Judy Meyer is executive editor of the Sun Journal, Kennebec Journal and Morning Sentinel:"Collectively, across this country, journalists need to stand up and speak for themselves, and for the people they represent through their work," says Judy Meyer, executive editor of the Sun Journal in Lewiston. "So, we're happy to do that."
The Bangor Daily News also participated. Its editorial page editor Susan Young says journalists serve the public by holding officials in power accountable.
"Without some of the reporting we've done recently we wouldn't know that the Maine Department of Health and Human Services has misspent over $13 million of TANF [Temporary Assistance for Needy Families] funds, or that the public health nursing ranks have been decimated, and despite bills requiring that he do so, the governor has not allowed the department to hire more nurses," Young says.

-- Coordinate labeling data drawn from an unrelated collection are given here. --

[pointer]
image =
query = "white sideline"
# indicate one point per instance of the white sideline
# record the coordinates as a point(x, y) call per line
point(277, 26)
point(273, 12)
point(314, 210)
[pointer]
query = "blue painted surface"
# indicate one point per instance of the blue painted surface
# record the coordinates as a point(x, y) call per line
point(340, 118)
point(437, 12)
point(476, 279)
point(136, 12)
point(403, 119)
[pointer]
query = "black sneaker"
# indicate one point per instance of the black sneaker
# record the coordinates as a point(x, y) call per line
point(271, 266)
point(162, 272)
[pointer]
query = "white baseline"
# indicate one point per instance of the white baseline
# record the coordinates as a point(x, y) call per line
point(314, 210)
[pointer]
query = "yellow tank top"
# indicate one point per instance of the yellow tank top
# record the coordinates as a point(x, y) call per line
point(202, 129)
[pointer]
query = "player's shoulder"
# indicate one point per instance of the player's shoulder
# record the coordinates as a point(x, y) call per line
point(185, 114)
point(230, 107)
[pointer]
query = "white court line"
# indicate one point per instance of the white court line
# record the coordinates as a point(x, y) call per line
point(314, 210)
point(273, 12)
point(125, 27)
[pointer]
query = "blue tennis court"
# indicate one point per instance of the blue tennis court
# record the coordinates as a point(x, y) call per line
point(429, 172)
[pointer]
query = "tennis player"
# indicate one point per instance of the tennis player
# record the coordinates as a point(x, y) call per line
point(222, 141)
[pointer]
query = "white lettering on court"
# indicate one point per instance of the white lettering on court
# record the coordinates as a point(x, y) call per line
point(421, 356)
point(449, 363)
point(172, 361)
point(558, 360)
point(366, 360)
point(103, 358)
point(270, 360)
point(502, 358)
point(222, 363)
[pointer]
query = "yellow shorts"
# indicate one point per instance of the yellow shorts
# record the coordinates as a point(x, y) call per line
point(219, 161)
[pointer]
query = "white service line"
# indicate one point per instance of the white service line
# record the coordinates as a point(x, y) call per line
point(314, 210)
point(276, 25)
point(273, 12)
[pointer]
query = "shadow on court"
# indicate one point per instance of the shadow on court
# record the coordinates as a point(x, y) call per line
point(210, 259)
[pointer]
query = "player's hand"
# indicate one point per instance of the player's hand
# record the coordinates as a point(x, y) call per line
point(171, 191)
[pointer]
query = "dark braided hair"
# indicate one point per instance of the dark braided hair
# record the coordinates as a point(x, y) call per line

Greg Kesich of the Portland Press Herald says Gov. Paul LePage's response to the media mirrors President Trump's approach.
"I think that's kind of par for the course if you're a journalist and you cover politics - the people you write about are often not happy because you don't just take they're point of view," Kesich says.
Kesich says the president's approach can diminish the impact of a free press, "which might serve his interests in the very short term but is not good for the country because we really need a free and independent press to be able to check and verify the information that comes out of the government. And I think that's why you're seeing this national response from these editorial boards: What are we going to do? How do we preserve this key part of our democracy?"
Kesich's employer, the Portland Press Herald, and the other Maine papers joined with some of the nation's largest, including The New York Times, The Dallas Morning News, The Denver Post, and the Chicago Sun-Times, which in print today are challenging the president's assertion that mainstream journalists are producing fake news.